Despite the large, and growing threat, modern businesses do not take fraud seriously enough for Nesbitt's liking.
"Businesses do not accept fraud as a business risk. If you are walking down the street and someone hits you over the head you are going to scream blue murder and want something done about it, or if you are burgled.
"But fraud is a soft crime and who wants to admit to a sucker punch, especially if you have shareholders or customers. You tend to brush it under the carpet. But the employee that leaves without a reference moves next door and does the same thing again.
"The other thing that businesses have a tendency to do once a fraud is committed is to concentrate on getting the money back rather than thinking about how they are going to stop it happening again. Once the money is gone, you aren't going to get it back in most circumstances."
Nesbitt is a director of NEFF, set up in 2003 as a means of raising the profile of fraud in the region.
According to insurer Axa, fraud in the North-East has fallen 32% since NEFF, and Nesbitt says businesses in the region "are taking fraud more seriously".
The forum, which involves regular master classes in fraud detection for the 200 businesses that are members, has been picked up by eight other regions across England and Scotland.

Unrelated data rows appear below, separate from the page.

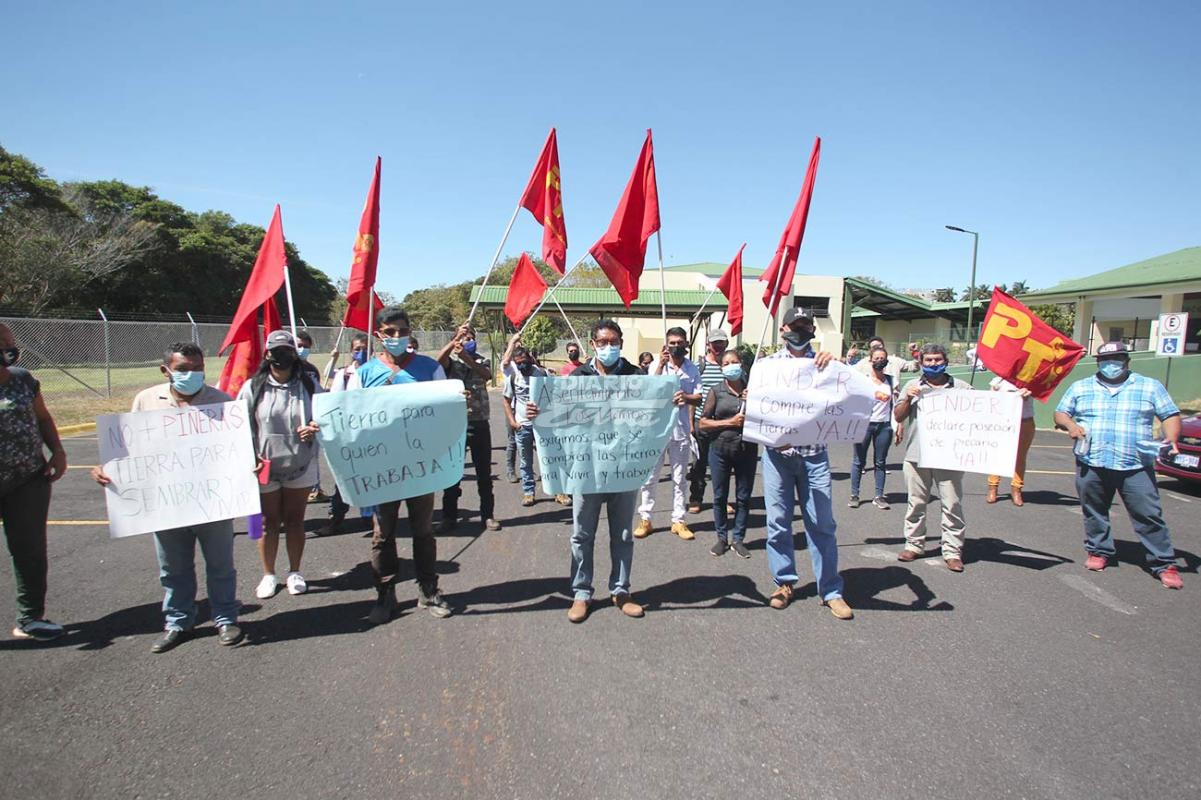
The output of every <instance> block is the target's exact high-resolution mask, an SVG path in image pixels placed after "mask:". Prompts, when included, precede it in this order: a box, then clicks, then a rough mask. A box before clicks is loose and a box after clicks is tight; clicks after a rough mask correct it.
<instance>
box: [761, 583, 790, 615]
mask: <svg viewBox="0 0 1201 800" xmlns="http://www.w3.org/2000/svg"><path fill="white" fill-rule="evenodd" d="M791 602H793V587H791V586H789V585H788V584H782V585H779V586H776V591H773V592H772V593H771V597H770V598H769V599H767V605H770V607H772V608H773V609H776V610H779V609H785V608H788V604H789V603H791Z"/></svg>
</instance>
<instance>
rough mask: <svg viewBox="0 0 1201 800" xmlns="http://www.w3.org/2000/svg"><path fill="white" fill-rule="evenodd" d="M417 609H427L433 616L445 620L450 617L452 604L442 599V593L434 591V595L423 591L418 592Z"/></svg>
mask: <svg viewBox="0 0 1201 800" xmlns="http://www.w3.org/2000/svg"><path fill="white" fill-rule="evenodd" d="M417 608H424V609H426V610H428V611H429V613H430V614H431V615H432V616H436V617H438V619H440V620H444V619H446V617H448V616H450V604H449V603H447V602H446V598H443V597H442V592H440V591H438V590H436V589H435V590H434V593H432V595H426V593H425V592H423V591H418V592H417Z"/></svg>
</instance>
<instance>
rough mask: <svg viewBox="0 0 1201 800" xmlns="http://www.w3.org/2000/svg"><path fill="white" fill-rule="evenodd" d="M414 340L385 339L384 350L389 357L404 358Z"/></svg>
mask: <svg viewBox="0 0 1201 800" xmlns="http://www.w3.org/2000/svg"><path fill="white" fill-rule="evenodd" d="M412 340H413V338H412V336H388V338H386V339H383V348H384V350H387V351H388V354H389V356H404V354H405V352H406V351H407V350H408V345H410V342H411V341H412Z"/></svg>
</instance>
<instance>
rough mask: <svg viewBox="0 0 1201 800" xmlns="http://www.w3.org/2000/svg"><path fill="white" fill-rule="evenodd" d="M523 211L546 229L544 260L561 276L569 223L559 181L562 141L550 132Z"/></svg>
mask: <svg viewBox="0 0 1201 800" xmlns="http://www.w3.org/2000/svg"><path fill="white" fill-rule="evenodd" d="M519 204H520V205H521V208H524V209H527V210H528V211H530V213H531V214H533V219H534V220H537V221H538V223H539V225H542V258H543V261H545V262H546V263H548V264H550V265H551V268H552V269H554V270H555V271H557V273H558V274H560V275H562V274H563V273H564V270H566V269H567V222H566V221H564V220H563V193H562V191H561V189H560V180H558V138H557V136H556V133H555V129H550V136H548V137H546V144H545V145H543V148H542V155H540V156H538V163H536V165H534V167H533V173H532V174H531V175H530V183H528V185H526V190H525V193H524V195H521V202H520V203H519Z"/></svg>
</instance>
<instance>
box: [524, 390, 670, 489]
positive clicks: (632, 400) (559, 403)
mask: <svg viewBox="0 0 1201 800" xmlns="http://www.w3.org/2000/svg"><path fill="white" fill-rule="evenodd" d="M679 389H680V378H677V377H675V376H647V375H620V376H619V375H614V376H585V377H566V378H558V377H545V378H540V377H534V378H531V383H530V398H531V400H532V401H533V402H534V404H537V406H538V416H537V417H536V418H534V420H533V435H534V438H536V441H537V442H538V467H539V468H540V470H542V486H543V490H544V491H545V492H546V494H548V495H558V494H567V495H574V494H596V492H602V491H633V490H634V489H638V488H639V486H641V485H643V482H644V480H646V476H649V474H650V473H651V470H653V468H655V466H656V465H657V464H658V462H659V459H661V458H662V456H663V448H664V447H667V443H668V440H669V438H670V437H671V428H673V425H675V423H676V416H677V408H676V406H675V405H674V404H673V402H671V399H673V396H674V395H675V393H676V392H677V390H679Z"/></svg>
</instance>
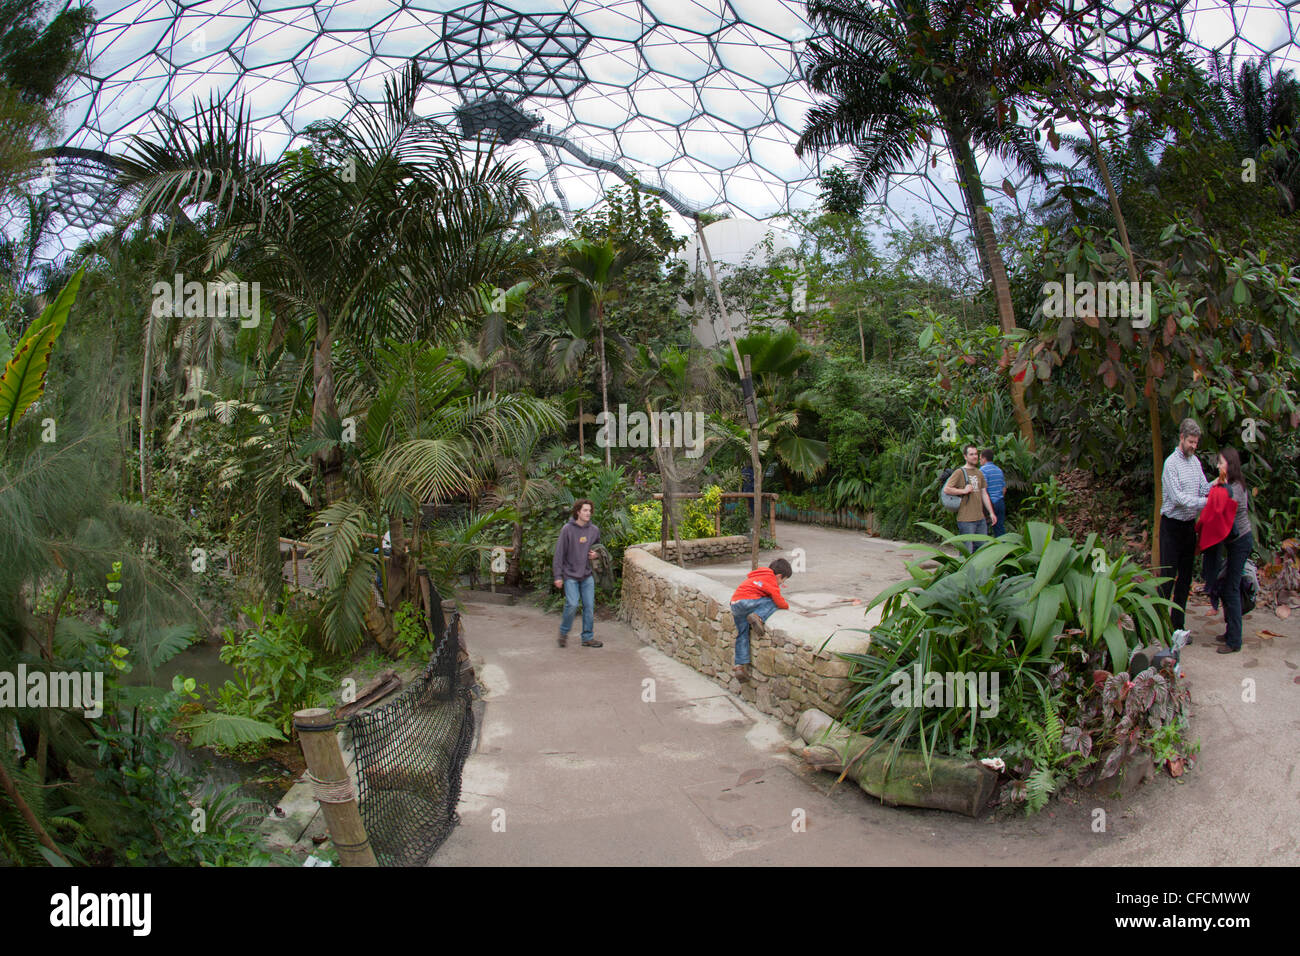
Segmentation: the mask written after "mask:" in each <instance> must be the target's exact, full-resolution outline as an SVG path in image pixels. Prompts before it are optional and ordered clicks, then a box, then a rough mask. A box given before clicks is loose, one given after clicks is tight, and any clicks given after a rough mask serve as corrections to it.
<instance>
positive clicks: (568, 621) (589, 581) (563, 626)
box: [560, 575, 595, 644]
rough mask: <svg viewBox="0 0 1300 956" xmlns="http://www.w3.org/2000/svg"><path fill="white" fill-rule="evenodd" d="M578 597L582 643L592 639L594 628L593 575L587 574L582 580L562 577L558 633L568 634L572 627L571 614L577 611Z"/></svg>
mask: <svg viewBox="0 0 1300 956" xmlns="http://www.w3.org/2000/svg"><path fill="white" fill-rule="evenodd" d="M578 598H581V600H582V643H584V644H586V643H588V641H590V640H591V637H593V633H594V630H595V575H588V576H586V578H584V579H582V580H578V579H577V578H565V579H564V617H563V618H562V619H560V633H562V635H565V636H568V632H569V628H571V627H573V614H575V613H576V611H577V602H578Z"/></svg>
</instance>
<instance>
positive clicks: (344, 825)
mask: <svg viewBox="0 0 1300 956" xmlns="http://www.w3.org/2000/svg"><path fill="white" fill-rule="evenodd" d="M335 726H337V722H335V721H334V718H333V717H330V713H329V710H326V709H325V708H311V709H308V710H299V711H296V713H295V714H294V727H296V728H298V741H299V743H300V744H302V747H303V758H304V760H305V761H307V774H308V778H309V779H311V782H312V790H313V791H315V793H316V801H317V803H318V804H320V805H321V812H322V813H324V814H325V826H326V827H329V838H330V840H331V842H333V843H334V845H335V847H337V848H338V864H339V866H378V865H380V864H378V861H377V860H376V858H374V851H373V849H372V848H370V839H369V838H368V836H367V835H365V825H364V823H361V810H360V808H359V806H357V805H356V793H355V792H354V791H352V780H351V778H348V775H347V767H346V766H343V753H342V750H339V748H338V737H337V736H335V734H334V727H335Z"/></svg>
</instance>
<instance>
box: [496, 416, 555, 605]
mask: <svg viewBox="0 0 1300 956" xmlns="http://www.w3.org/2000/svg"><path fill="white" fill-rule="evenodd" d="M542 440H543V433H542V432H541V431H538V429H532V428H530V429H525V431H523V432H520V433H519V434H517V436H515V437H513V438H511V440H510V444H508V445H503V446H502V449H500V451H499V453H498V454H497V455H495V457H494V470H495V472H497V477H495V481H493V484H491V485H490V486H489V489H487V492H486V493H485V494H484V505H486V506H487V507H490V509H494V510H495V509H504V510H508V511H512V512H513V514H515V515H516V520H515V522H513V523H512V525H511V538H510V559H508V561H507V563H506V584H507V585H508V587H513V588H517V587H519V585H520V583H521V580H523V567H524V564H523V562H524V520H525V519H526V516H528V515H529V512H532V511H533V510H534V509H537V507H541V506H542V505H546V503H549V502H550V501H552V499H554V498H555V497H556V494H558V493H559V492H558V489H556V486H555V484H554V483H552V481H550V480H549V479H545V477H541V475H543V473H545V472H547V471H550V470H552V468H554V466H555V463H556V462H558V460H559V459H560V458H562V457H563V455H564V454H567V449H565V447H564V446H563V445H552V446H549V447H543V446H542Z"/></svg>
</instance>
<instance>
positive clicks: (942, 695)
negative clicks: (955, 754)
mask: <svg viewBox="0 0 1300 956" xmlns="http://www.w3.org/2000/svg"><path fill="white" fill-rule="evenodd" d="M889 683H892V684H893V685H894V689H893V695H892V696H891V697H889V702H891V704H893V705H894V706H896V708H965V706H970V708H971V709H972V710H974V709H975V706H976V705H979V708H980V711H979V715H980V717H997V709H998V705H997V683H998V672H997V671H944V672H943V674H940V672H937V671H926V672H924V674H922V672H920V663H919V662H918V663H914V665H913V666H911V670H910V671H906V670H898V671H894V672H893V674H892V675H891V676H889Z"/></svg>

NEFF, which has been incorporated, will know later this year if it has been successful in securing funding from the European Commission to roll the concept out on the Continent.
However, Nesbitt remains frustrated by the Government's attitude to fraud, epitomised by a sinking lid on funding and the Fraud Act, which despite being passed in 2002 is still to be enacted.
"Large police forces like Liverpool and Manchester have tried to disband their economic fraud squads. Though they didn't carry through with it, the emphasis has been moved away by shifting experienced officers on to other work.
"At the Met, the fraud squad will not investigate a theft as a fraud unless £1m or more has been lost, this is despite the realisation by the Government that terrorists are using fraud and identity theft to finance terrorism because it is an easy way of making large amounts of money without being detected."
It is consumers, not the profit margins of big business, however, that ultimately feels the effects of corporate fraud, Nesbitt says.
Nesbitt gives the example of a budget airline which takes credit card bookings over the internet.
"If they do 14 million transactions, it would cost £2.50 a time to do a credit card check on each one. Some two million transactions might be fraudulent.
"But what airline is going to pay £30m to do that. They are already operating in a competitive industry. So the cost of the lost revenue from tickets obtained by fraud are passed on as higher ticket costs."
Nesbitt says the costs of fraud investigation will increasingly be picked up by businesses unless Government priorities change.
"Under the Proceeds of Crimes Act the police get a share of assets seized. I can see the day where police forces will be presented with two frauds and they will go after the one with the best chances of getting assets out of it."
Since joining Tait Walker in June, Nesbitt has taken on four cases of businesses hit by fraud, and sees increasing opportunities for accountants in forensic work involving fraud.
"One of them involved a case of an HR manager conducting the investigation and presenting the evidence to the police. With the best will in the world an HR manager is not a trained investigator. My job is to gather enough evidence to get the case to a point where it is possible to get a criminal or civil resolution. All the police have to do is make the arrest."